Rumsfeld takes bad English prize

Published December 3, 2003

LONDON: A Tory party ex-chairman got close to victory by noting “Having committed political suicide, the Conservative party is now living to regret it.”

But Chris Patten was beaten to the punch on Dec 1. The award for most baffling remark by a public figure went to an old master of obfuscation, Donald Rumsfeld.

The US defence secretary scooped the Plain English Campaign’s premier Foot In Mouth trophy for his 62-word attempt to clarify a point to a defence department meeting: “Reports that say that something hasn’t happened are always interesting to me, because as we know, there are known knowns; there are things we know we know. We also know there are known unknowns; that is to say we know there are some things we do not know. But there are also unknown unknowns - the ones we don’t know we don’t know”.

“We think we know what he means”, said John Lister, a Plain English campaign spokesman, “but we don’t know if we really know”.

Previous winners include the actor Richard Gere and the artist Tracey Emin.

The campaign was set up in 1979 to combat official jargon, circumlocution and muddling information.

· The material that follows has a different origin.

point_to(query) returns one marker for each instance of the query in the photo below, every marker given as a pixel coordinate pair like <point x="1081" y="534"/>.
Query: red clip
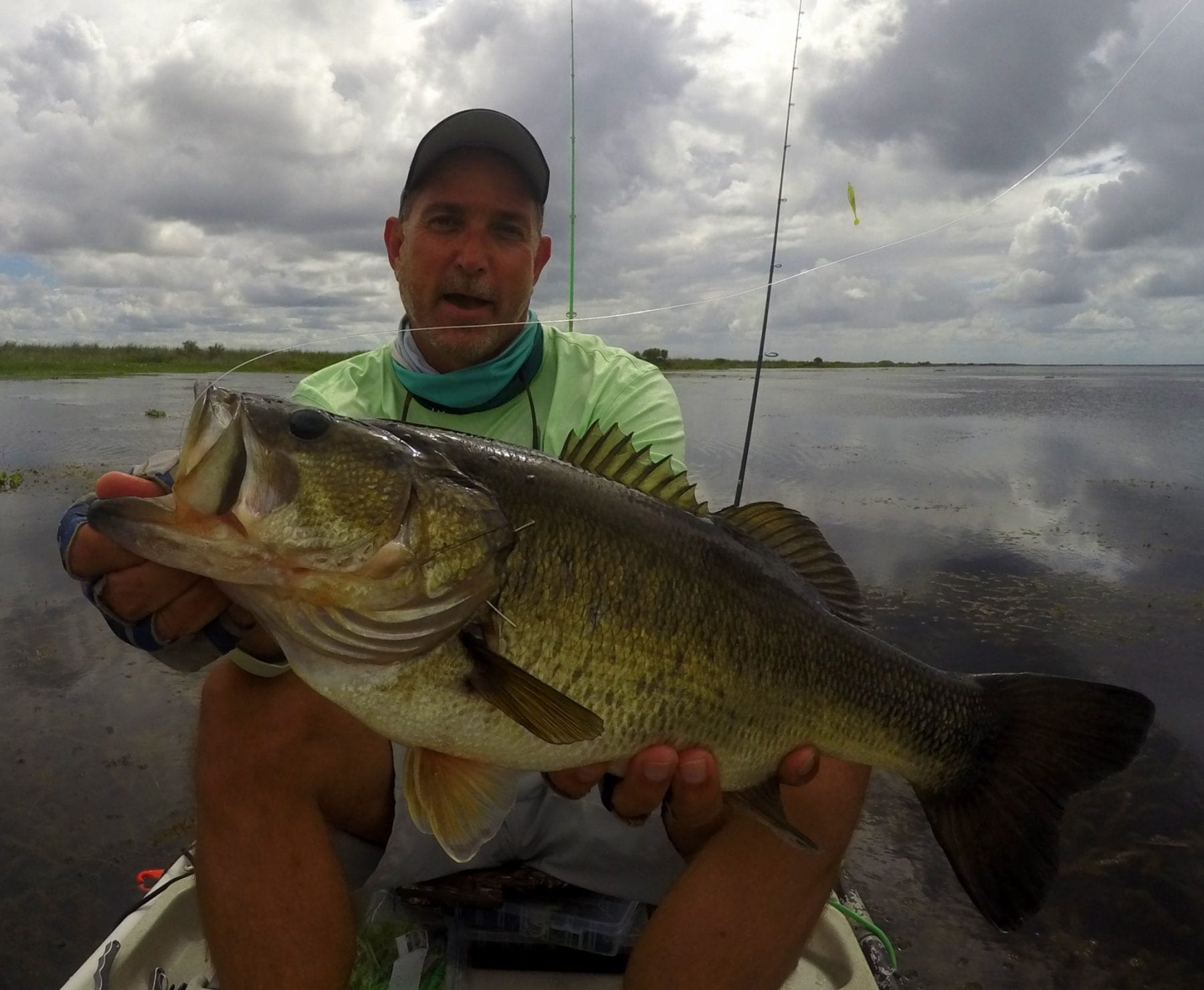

It has worked with, and provided training for, more than 1,000 private and governmental organizations, including two-thirds of Britain’s local authorities.

One of this year’s Golden Bull awards for unclear English has uncovered a man who is an unrepentant master of mixed metaphors.

Yousef El-Deiry, UK airports manager for the charter airline JMC, writing in the airline magazine, noted that late summer was “historically characterized by pre-maturity, both in terms of psychological wind-down and shedding of temporary staff.”

“The irony is that it is in the latter stages of a race or championship that fortunes are made or lost, and where heroes are born or die, and we should be in no doubt that ‘it ain’t over until the fat lady sings,’” he went on.

“The approach, which I wish to advocate to all our ground team, is to look at the last third of the season as a ‘light at the end of the tunnel’, the long sought-after jewel in the crown, remaining resolute to sprint to victory.”—Dawn/The Guardian News Service.